B.S. (Physics), Kansas State University, 1993; Ph.D. (Physics), University of Colorado with Chris Greene, 1997; ITAMP Postdoctoral Fellow, 1997-1999; Assistant and Associate Professor of Physics, Kansas State University, 1999-present. Goldwater Scholar, 1991-1993; DAMOP Thesis Award, 1999; Research Corporation Innovation Award, 1999-2004. Member and Chair, DAMOP Thesis Award Committee, 2003-2005; Member, ICPEAC general organizing committee, 2001-2005; Organizer, ITAMP workshop on "Fragmentation and Recombination in Novel Three- and Four-body Systems", 1999; Organizer, ITAMP workshop on "Quantum Degenerate Gases in Low-Dimensionality".

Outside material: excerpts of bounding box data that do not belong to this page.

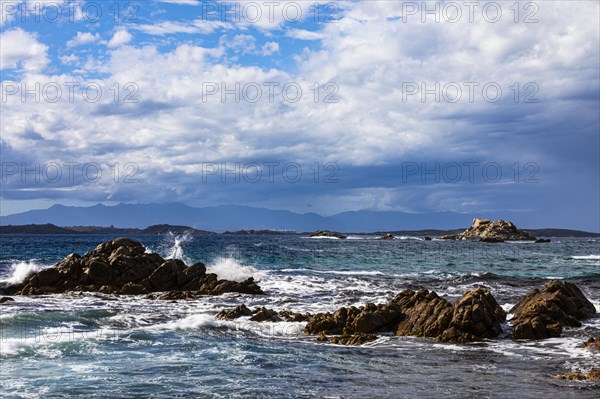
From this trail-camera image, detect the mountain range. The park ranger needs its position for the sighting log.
[0,203,596,233]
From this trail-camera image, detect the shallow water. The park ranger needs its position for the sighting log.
[0,235,600,398]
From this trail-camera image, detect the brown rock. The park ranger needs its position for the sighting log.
[510,280,596,339]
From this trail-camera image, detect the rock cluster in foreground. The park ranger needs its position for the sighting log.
[510,280,596,339]
[442,218,535,242]
[5,238,263,295]
[216,280,600,347]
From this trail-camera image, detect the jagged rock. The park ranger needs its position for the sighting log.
[3,238,263,298]
[304,303,404,335]
[310,230,348,240]
[581,335,600,351]
[510,280,596,339]
[326,333,377,346]
[442,218,535,242]
[250,306,282,321]
[393,288,506,343]
[554,368,600,381]
[215,304,252,320]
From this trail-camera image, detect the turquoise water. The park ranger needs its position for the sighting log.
[0,235,600,398]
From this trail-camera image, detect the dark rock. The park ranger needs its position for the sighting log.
[310,230,348,240]
[250,306,282,321]
[554,368,600,381]
[9,238,263,299]
[393,288,506,343]
[442,218,535,242]
[581,335,600,351]
[510,280,596,339]
[215,304,252,320]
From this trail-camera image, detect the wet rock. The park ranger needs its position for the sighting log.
[304,303,404,335]
[393,288,506,343]
[510,280,596,339]
[442,218,535,242]
[310,230,348,240]
[8,238,263,298]
[581,335,600,351]
[554,368,600,381]
[250,306,282,322]
[215,304,252,320]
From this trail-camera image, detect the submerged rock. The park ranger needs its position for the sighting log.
[6,238,263,299]
[510,280,596,339]
[310,230,348,240]
[442,218,535,242]
[554,368,600,381]
[393,288,506,343]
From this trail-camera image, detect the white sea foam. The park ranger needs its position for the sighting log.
[0,260,44,285]
[206,258,258,282]
[571,255,600,260]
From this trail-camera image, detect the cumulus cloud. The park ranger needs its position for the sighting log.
[0,28,50,71]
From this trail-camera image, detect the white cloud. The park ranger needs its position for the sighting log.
[67,32,100,47]
[108,29,133,48]
[0,28,49,71]
[262,42,279,56]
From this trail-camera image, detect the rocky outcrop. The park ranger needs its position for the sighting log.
[6,238,263,299]
[379,233,396,240]
[310,230,348,240]
[581,335,600,351]
[554,368,600,381]
[442,218,535,242]
[393,288,506,343]
[510,280,596,339]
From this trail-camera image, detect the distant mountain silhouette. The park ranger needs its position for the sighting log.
[0,203,580,232]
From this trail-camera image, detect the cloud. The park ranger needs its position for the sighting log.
[0,28,50,71]
[108,29,133,48]
[262,42,279,56]
[67,32,100,47]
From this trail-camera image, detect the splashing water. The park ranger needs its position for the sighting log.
[159,232,193,265]
[206,258,258,282]
[0,260,42,285]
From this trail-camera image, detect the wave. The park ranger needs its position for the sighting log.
[206,258,258,282]
[571,255,600,260]
[0,260,44,285]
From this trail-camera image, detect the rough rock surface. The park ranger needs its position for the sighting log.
[310,230,348,240]
[510,280,596,339]
[5,238,263,299]
[393,288,506,343]
[554,368,600,381]
[442,218,535,242]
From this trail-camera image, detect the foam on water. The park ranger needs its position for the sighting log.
[206,258,258,282]
[0,260,44,285]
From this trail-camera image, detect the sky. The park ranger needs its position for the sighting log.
[0,0,600,231]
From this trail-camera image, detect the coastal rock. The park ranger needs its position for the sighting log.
[5,238,263,299]
[442,218,535,242]
[580,336,600,351]
[393,288,506,343]
[310,230,348,240]
[215,304,252,320]
[304,303,404,335]
[554,367,600,381]
[510,280,596,339]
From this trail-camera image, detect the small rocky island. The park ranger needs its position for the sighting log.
[0,238,263,299]
[442,218,536,242]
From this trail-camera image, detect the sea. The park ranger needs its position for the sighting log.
[0,234,600,399]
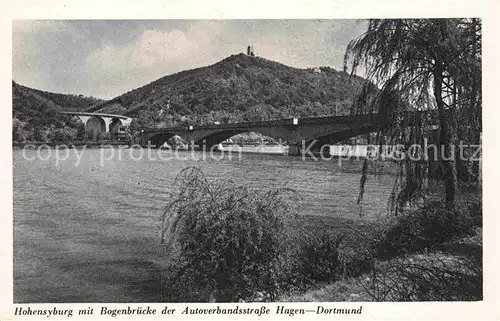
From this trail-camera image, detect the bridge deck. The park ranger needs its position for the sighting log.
[145,114,378,133]
[59,111,129,119]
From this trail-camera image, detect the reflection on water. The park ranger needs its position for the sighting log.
[13,149,393,302]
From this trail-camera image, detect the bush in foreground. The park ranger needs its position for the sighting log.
[162,168,293,302]
[375,202,477,259]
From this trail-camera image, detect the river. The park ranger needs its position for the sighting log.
[13,149,394,303]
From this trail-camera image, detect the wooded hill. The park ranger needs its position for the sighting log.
[87,54,372,127]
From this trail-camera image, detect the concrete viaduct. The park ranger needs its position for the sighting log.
[141,114,402,155]
[60,111,132,132]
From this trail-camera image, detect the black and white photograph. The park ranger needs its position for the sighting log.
[4,11,487,317]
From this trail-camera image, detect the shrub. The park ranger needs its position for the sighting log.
[298,231,341,283]
[375,202,474,258]
[162,168,293,302]
[361,253,483,301]
[338,228,375,277]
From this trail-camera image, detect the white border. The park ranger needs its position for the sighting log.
[0,0,500,320]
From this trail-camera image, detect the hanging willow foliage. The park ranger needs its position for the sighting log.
[344,19,482,214]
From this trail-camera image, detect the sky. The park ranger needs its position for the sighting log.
[12,20,366,99]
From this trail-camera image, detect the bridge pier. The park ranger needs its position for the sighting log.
[288,142,330,158]
[288,143,302,156]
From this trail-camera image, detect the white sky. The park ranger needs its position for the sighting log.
[12,20,366,99]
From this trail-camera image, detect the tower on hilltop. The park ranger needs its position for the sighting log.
[247,46,255,57]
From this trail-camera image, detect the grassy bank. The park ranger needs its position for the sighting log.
[159,169,482,302]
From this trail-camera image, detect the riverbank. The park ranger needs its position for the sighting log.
[158,168,482,302]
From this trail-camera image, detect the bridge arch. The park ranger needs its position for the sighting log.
[85,116,106,138]
[194,126,376,149]
[143,132,180,148]
[109,117,123,134]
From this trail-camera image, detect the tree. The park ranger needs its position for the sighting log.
[344,19,482,211]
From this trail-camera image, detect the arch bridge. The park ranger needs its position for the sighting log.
[141,114,418,155]
[60,111,132,133]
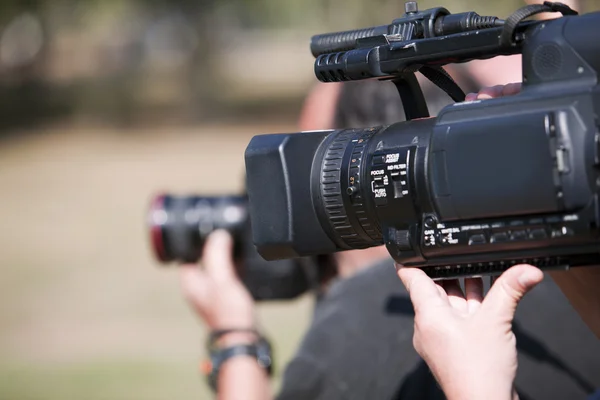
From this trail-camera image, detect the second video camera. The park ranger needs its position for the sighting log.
[149,194,321,300]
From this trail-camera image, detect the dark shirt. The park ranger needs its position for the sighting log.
[278,261,600,400]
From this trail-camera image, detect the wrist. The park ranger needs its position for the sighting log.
[214,331,259,348]
[440,380,519,400]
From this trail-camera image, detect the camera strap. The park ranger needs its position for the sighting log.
[419,65,466,103]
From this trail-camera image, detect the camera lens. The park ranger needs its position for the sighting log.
[149,194,248,263]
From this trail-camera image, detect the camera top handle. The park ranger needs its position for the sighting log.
[311,1,577,120]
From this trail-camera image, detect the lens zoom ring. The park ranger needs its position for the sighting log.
[321,130,366,249]
[350,132,383,242]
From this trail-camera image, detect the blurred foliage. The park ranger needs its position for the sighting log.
[0,0,600,129]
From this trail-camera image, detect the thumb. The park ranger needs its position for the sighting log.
[202,229,236,281]
[480,265,544,322]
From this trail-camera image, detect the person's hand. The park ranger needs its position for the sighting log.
[398,265,544,400]
[181,230,255,341]
[465,83,521,101]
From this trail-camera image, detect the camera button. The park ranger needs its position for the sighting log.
[490,232,508,243]
[469,234,487,246]
[529,228,548,240]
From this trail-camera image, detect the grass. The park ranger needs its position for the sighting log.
[0,126,312,400]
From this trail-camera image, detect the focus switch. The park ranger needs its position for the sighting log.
[469,235,486,246]
[396,231,412,251]
[373,155,385,165]
[529,228,548,240]
[490,232,508,243]
[510,231,527,240]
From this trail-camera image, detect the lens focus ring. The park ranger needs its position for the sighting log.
[320,129,377,249]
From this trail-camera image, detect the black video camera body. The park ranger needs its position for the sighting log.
[245,2,600,279]
[149,195,322,301]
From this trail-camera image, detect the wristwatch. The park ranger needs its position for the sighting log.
[202,330,273,393]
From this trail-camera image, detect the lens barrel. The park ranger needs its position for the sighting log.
[149,194,248,264]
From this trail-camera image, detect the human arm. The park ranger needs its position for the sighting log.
[181,231,272,400]
[466,83,600,338]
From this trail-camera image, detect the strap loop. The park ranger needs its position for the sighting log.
[500,1,578,47]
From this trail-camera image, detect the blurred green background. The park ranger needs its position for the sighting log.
[0,0,600,400]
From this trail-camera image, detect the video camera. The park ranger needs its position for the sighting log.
[245,2,600,279]
[149,194,326,301]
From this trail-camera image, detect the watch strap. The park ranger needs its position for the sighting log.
[203,338,273,393]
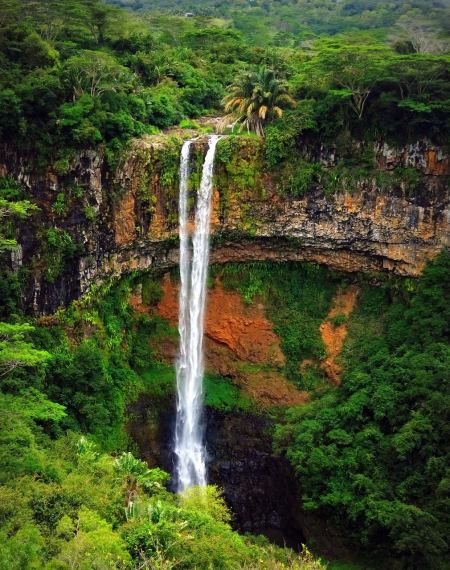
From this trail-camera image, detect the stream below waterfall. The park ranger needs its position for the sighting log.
[174,135,220,491]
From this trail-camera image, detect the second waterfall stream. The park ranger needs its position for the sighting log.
[175,135,220,492]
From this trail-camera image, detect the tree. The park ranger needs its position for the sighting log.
[300,36,392,119]
[114,452,169,517]
[0,198,38,252]
[65,50,133,100]
[397,13,448,53]
[0,323,50,377]
[223,66,295,136]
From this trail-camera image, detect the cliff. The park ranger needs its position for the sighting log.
[0,135,450,314]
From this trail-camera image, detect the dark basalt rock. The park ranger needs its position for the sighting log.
[129,396,305,548]
[206,409,305,548]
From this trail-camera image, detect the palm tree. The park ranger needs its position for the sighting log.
[223,65,295,136]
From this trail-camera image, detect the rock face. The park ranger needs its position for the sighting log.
[129,396,305,548]
[0,135,450,314]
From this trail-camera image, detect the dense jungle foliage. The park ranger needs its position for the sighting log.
[0,0,450,166]
[217,253,450,570]
[0,0,450,570]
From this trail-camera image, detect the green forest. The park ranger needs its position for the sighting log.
[0,0,450,570]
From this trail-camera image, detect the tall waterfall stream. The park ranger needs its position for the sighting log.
[175,135,220,492]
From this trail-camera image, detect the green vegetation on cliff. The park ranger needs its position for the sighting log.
[0,270,324,570]
[276,253,450,570]
[0,0,450,166]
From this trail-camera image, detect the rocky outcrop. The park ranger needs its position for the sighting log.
[0,135,450,314]
[128,396,305,548]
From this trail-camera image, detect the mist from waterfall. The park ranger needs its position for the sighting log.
[175,135,220,492]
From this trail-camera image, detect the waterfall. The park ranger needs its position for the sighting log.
[175,135,220,492]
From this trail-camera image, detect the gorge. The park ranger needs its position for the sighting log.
[0,0,450,570]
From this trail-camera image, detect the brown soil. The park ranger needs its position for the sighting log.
[151,276,308,408]
[320,285,358,384]
[158,277,284,366]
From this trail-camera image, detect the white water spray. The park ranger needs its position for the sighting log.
[175,136,220,492]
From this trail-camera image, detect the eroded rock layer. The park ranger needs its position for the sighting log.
[0,135,450,314]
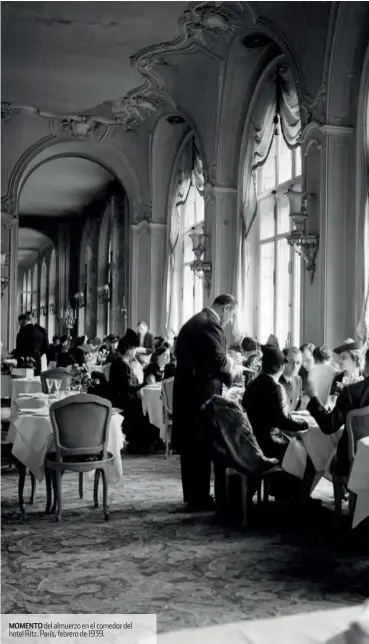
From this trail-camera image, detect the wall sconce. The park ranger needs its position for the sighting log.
[188,226,212,293]
[60,305,77,333]
[286,186,319,284]
[73,292,86,309]
[1,251,10,297]
[99,284,111,304]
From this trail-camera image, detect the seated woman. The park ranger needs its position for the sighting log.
[109,329,159,454]
[330,338,363,396]
[144,342,175,384]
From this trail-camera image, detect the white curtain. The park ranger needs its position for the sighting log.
[234,65,301,336]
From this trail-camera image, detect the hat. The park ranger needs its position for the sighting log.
[333,338,362,355]
[241,336,258,351]
[261,344,288,367]
[105,333,119,344]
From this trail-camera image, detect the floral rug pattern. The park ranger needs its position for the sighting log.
[2,455,369,632]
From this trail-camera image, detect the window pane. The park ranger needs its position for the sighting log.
[276,239,291,347]
[259,197,275,239]
[277,195,290,235]
[260,137,276,194]
[295,148,301,177]
[259,243,274,342]
[182,266,194,324]
[278,134,292,183]
[291,251,301,347]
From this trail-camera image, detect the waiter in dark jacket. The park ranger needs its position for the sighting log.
[172,295,237,511]
[15,314,45,376]
[305,349,369,476]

Research Interests: Theoretical treatment of ultracold few-body collisions, especially those relevant for Bose-Einstein condensates and degenerate Fermi gases; ab initio calculations of intense laser interactions with atoms and molecules, leading to breakup (ionization and dissociation); Efimov states and resonances in three-body systems; coherent matter wave propagation through waveguides; many-body theory of Bose-Einstein condensates.

Candidate's Statement

My training in few-body physics comes primarily from atomic physics, but I have worked on many problems at the interfaces with different fields --- chemical and nuclear physics, especially. These problems, such as the existence and characterization of Efimov states as well as the many other manifestations of Efimov-related physics, have brought me into close contact with the techniques of these fields as well as with their practitioners. Through this experience, I have gained a healthy respect for these other viewpoints. In this same vein, some years ago I co-organized an ITAMP workshop that focused exactly on bringing together people from diverse fields who were working on few-body problems and have attended several other similar meetings. I like the idea of such meetings, and I like the idea of being able to encourage such interactions through this topical group.